All of lore.kernel.org
 help / color / mirror / Atom feed
From: Peter Lieven <pl@kamp.de>
To: Paolo Bonzini <pbonzini@redhat.com>
Cc: Stefan Hajnoczi <stefanha@gmail.com>,
	Orit Wasserman <owasserm@redhat.com>,
	qemu-devel@nongnu.org, quintela@redhat.com
Subject: Re: [Qemu-devel] [PATCHv4 0/9] buffer_is_zero / migration optimizations
Date: Tue, 26 Mar 2013 09:14:51 +0100	[thread overview]
Message-ID: <F01A8B40-2F39-4FB7-976D-1E385F0AE0A2@kamp.de> (raw)
In-Reply-To: <51506068.5080103@redhat.com>


Am 25.03.2013 um 15:34 schrieb Paolo Bonzini <pbonzini@redhat.com>:

> 
> Hmm, right.  What about just processing the first few longs twice, i.e.
> the above followed by "for (i = 0; i < len / sizeof(sizeof(VECTYPE); i
> += BUFFER_FIND_NONZERO_OFFSET_UNROLL_FACTOR)"?

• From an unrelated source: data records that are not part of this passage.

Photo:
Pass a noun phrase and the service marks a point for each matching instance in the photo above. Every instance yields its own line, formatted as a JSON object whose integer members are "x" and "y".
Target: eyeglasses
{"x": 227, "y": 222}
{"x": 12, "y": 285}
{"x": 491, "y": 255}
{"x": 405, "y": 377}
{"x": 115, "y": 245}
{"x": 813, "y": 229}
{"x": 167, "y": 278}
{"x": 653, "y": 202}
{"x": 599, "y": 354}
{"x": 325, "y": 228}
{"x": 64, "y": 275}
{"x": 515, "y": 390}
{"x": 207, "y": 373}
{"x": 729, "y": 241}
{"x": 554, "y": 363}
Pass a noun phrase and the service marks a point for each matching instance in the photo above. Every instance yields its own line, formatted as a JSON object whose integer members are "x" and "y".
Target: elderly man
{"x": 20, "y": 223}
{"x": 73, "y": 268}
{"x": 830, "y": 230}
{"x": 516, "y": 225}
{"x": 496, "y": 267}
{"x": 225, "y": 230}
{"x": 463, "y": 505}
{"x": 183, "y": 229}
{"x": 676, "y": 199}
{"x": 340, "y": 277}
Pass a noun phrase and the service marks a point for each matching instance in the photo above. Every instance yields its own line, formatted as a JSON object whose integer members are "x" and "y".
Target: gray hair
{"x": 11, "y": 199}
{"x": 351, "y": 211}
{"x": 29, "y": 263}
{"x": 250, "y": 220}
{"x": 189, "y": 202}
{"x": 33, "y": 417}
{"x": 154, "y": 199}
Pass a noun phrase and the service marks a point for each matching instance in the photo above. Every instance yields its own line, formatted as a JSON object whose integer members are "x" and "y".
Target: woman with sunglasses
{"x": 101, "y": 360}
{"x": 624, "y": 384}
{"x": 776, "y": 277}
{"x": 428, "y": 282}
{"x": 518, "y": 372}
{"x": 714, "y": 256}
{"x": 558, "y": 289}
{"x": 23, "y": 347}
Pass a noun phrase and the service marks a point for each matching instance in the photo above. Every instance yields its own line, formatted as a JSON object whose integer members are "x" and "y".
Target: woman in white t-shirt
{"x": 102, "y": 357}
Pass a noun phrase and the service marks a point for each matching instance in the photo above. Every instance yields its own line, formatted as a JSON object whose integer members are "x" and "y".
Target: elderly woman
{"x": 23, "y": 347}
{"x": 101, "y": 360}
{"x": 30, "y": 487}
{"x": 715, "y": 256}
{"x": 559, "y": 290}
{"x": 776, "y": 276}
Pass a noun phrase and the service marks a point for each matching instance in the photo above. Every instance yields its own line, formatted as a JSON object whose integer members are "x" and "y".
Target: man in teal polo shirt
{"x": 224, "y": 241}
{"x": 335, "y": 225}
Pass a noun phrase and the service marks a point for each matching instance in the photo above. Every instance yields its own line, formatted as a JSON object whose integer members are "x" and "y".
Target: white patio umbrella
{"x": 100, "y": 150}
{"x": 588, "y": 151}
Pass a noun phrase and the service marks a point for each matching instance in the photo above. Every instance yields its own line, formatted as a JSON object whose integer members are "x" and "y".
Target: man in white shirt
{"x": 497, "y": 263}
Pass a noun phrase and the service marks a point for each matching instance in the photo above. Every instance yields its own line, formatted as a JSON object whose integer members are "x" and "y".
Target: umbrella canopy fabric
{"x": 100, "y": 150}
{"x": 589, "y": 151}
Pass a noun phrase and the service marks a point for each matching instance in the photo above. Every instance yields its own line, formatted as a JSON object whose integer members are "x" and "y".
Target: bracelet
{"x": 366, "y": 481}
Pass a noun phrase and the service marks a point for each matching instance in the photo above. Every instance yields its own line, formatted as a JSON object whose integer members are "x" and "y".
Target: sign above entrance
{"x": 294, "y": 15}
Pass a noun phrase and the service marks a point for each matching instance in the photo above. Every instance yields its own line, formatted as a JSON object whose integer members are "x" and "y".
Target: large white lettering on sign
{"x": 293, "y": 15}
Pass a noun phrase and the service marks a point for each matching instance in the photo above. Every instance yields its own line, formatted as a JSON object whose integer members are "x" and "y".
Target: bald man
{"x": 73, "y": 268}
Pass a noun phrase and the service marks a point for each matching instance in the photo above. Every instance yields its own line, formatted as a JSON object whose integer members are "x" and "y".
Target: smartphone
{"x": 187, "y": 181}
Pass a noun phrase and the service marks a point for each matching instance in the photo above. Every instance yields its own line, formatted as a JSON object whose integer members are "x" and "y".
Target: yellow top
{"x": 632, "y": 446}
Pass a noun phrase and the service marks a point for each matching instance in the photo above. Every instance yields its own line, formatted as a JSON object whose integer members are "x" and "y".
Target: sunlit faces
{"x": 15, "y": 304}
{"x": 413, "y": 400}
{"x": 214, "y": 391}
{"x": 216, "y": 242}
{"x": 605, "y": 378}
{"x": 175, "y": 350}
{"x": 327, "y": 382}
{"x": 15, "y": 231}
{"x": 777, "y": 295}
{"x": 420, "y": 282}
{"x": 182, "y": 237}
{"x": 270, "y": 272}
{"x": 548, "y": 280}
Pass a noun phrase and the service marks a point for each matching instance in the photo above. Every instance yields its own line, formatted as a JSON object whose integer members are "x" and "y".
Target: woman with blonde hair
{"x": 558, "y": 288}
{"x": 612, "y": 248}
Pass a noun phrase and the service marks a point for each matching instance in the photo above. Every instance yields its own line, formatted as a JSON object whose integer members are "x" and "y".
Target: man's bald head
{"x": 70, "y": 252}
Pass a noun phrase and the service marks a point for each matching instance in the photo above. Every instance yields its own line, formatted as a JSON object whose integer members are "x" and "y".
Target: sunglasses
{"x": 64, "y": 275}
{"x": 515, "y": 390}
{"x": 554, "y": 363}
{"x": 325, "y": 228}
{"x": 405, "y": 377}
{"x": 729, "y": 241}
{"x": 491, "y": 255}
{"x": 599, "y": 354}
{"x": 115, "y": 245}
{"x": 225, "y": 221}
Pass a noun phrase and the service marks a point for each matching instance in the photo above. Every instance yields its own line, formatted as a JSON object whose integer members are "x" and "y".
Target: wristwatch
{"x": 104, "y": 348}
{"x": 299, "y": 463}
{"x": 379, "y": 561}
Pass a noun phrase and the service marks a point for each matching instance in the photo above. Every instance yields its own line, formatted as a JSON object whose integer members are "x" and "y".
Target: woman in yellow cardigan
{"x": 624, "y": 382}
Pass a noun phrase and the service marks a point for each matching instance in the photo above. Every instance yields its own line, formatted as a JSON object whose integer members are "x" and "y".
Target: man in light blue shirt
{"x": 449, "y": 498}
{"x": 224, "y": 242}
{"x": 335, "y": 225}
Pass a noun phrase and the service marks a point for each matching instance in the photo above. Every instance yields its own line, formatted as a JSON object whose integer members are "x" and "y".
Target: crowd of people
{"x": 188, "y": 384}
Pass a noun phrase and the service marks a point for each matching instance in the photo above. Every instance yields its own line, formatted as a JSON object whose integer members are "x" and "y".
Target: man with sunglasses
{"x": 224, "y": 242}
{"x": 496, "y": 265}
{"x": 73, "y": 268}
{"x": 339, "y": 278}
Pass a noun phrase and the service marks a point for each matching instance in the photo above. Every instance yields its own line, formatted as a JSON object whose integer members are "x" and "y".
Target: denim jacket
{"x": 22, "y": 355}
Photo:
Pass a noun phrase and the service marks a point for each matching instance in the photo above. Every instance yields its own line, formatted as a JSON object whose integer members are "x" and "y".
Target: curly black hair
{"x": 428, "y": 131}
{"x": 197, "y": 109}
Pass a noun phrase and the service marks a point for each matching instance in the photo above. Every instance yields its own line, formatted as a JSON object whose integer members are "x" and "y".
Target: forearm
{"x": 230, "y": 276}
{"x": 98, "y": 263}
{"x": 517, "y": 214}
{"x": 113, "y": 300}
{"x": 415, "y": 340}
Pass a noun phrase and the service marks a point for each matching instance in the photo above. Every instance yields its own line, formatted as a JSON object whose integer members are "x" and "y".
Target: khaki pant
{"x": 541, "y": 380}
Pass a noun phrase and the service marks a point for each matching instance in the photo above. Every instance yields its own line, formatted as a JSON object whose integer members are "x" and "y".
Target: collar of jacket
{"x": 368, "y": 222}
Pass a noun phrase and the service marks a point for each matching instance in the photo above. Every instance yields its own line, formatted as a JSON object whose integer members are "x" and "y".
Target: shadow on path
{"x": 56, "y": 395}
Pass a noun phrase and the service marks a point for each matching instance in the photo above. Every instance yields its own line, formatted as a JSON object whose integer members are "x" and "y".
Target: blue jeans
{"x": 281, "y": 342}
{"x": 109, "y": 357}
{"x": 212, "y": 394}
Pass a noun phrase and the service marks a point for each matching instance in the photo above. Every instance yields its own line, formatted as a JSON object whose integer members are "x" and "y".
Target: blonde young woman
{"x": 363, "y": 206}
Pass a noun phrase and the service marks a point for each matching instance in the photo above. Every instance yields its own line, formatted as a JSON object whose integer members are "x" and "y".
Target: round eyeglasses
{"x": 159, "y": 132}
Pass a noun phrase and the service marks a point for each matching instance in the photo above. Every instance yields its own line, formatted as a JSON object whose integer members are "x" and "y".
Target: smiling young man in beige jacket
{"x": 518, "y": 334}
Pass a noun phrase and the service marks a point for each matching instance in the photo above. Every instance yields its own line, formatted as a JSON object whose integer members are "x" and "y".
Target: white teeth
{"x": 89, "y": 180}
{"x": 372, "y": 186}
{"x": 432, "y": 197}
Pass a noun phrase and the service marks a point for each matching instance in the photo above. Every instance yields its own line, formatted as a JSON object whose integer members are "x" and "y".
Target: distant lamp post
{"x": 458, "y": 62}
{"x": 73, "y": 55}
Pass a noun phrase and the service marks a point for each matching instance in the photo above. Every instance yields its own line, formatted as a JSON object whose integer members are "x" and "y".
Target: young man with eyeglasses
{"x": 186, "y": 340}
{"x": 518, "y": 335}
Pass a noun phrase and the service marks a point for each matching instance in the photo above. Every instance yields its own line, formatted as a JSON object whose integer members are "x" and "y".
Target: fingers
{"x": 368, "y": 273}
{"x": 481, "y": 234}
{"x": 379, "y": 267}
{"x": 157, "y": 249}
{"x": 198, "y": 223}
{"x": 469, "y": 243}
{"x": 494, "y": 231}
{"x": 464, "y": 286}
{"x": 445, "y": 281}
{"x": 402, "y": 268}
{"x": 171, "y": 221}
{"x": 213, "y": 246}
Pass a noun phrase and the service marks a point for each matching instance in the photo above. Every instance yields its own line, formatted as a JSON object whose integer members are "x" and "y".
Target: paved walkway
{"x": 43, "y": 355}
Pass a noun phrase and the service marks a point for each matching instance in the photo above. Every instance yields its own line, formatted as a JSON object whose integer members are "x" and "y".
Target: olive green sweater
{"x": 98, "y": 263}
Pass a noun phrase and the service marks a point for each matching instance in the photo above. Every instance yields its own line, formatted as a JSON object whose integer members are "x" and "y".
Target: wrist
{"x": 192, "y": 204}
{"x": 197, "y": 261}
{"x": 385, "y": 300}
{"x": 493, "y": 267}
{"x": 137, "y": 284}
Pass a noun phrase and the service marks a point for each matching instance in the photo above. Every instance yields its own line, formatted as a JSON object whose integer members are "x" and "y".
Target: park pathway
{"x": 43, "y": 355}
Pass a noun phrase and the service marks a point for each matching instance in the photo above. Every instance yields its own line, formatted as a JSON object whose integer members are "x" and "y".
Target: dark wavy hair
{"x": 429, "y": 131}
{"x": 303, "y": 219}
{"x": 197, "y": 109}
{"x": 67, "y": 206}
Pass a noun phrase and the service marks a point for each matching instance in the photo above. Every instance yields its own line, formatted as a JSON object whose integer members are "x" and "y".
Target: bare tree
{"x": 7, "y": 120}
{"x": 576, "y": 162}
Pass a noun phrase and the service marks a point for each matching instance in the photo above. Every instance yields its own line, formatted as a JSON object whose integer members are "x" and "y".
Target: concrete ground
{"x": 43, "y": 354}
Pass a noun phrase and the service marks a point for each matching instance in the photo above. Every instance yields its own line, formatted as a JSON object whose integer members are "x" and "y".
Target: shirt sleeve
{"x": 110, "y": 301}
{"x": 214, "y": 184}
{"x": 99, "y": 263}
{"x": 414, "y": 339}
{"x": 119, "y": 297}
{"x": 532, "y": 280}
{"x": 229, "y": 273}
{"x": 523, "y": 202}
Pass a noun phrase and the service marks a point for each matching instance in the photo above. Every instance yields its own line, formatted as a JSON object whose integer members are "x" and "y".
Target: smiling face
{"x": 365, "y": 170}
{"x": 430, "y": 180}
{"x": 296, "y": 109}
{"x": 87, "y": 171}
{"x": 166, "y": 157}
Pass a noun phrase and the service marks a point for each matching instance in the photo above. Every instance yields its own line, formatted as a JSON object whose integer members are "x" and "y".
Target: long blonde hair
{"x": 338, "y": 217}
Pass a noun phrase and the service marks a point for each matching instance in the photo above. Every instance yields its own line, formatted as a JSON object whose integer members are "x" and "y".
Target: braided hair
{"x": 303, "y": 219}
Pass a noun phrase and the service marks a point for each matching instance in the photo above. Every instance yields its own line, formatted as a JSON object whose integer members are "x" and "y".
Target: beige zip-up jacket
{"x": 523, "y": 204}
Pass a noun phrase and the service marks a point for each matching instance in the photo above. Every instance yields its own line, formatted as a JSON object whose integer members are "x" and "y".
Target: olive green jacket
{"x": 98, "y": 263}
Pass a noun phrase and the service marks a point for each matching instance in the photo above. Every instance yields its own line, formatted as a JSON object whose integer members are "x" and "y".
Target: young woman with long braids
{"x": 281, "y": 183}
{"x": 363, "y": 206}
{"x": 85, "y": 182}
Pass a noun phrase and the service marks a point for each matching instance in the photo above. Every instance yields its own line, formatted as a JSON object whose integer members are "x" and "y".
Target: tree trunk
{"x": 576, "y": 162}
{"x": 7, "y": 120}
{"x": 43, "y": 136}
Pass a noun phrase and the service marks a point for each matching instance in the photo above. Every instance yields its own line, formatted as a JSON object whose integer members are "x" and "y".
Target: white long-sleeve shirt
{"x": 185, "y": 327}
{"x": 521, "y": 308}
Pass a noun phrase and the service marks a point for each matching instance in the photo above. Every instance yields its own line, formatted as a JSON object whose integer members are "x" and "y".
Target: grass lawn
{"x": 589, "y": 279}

I tested this version as v3:

size_t buffer_find_nonzero_offset_v3(const void *buf, size_t len)
{
    VECTYPE *p = (VECTYPE *)buf;
    unsigned long *tmp = (unsigned long *)buf;
    VECTYPE zero = ZERO_SPLAT;
    size_t i;
    
    assert(can_use_buffer_find_nonzero_offset(buf, len));
    
    if (!len) {
        return 0;
    }
    
    if (tmp[0]) {
        return 0;
    }

    if (tmp[1]) {
        return 1 * sizeof(unsigned long);
    }

    if (tmp[2]) {
        return 2 * sizeof(unsigned long);
    }

    if (tmp[3]) {
        return 3 * sizeof(unsigned long);
    }

    for (i = 0; i < len / sizeof(VECTYPE); 
            i += BUFFER_FIND_NONZERO_OFFSET_UNROLL_FACTOR) {
        VECTYPE tmp0 = p[i + 0] | p[i + 1];
        VECTYPE tmp1 = p[i + 2] | p[i + 3];
        VECTYPE tmp2 = p[i + 4] | p[i + 5];
        VECTYPE tmp3 = p[i + 6] | p[i + 7];
        VECTYPE tmp01 = tmp0 | tmp1;
        VECTYPE tmp23 = tmp2 | tmp3;
        if (!ALL_EQ(tmp01 | tmp23, zero)) {
            break;
        }
    }
    
    return i * sizeof(VECTYPE);
}

For reference this is v2:

size_t buffer_find_nonzero_offset_v2(const void *buf, size_t len)
{
    VECTYPE *p = (VECTYPE *)buf;
    VECTYPE zero = ZERO_SPLAT;
    size_t i;
    
    assert(can_use_buffer_find_nonzero_offset(buf, len));
    
    if (!len) {
        return 0;
    }
    
    for (i = 0; i < BUFFER_FIND_NONZERO_OFFSET_UNROLL_FACTOR; i++) {
        if (!ALL_EQ(p[i], zero)) {
            return i * sizeof(VECTYPE);
        }
    }

    for (i = BUFFER_FIND_NONZERO_OFFSET_UNROLL_FACTOR; 
            i < len / sizeof(VECTYPE); 
            i += BUFFER_FIND_NONZERO_OFFSET_UNROLL_FACTOR) {
        VECTYPE tmp0 = p[i + 0] | p[i + 1];
        VECTYPE tmp1 = p[i + 2] | p[i + 3];
        VECTYPE tmp2 = p[i + 4] | p[i + 5];
        VECTYPE tmp3 = p[i + 6] | p[i + 7];
        VECTYPE tmp01 = tmp0 | tmp1;
        VECTYPE tmp23 = tmp2 | tmp3;
        if (!ALL_EQ(tmp01 | tmp23, zero)) {
            break;
        }
    }
    
    return i * sizeof(VECTYPE);
}

I ran 3*2 tests. Each with 1GB memory and 256 iterations of checking each 4k page for zero.

1) all pages zero

a) SSE2
is_zero_page: res=67108864 (ticks 3289 user 1 system)
is_zero_page_v2: res=67108864 (ticks 3326 user 0 system)
is_zero_page_v3: res=67108864 (ticks 3305 user 3 system)
is_dup_page: res=67108864 (ticks 3648 user 1 system)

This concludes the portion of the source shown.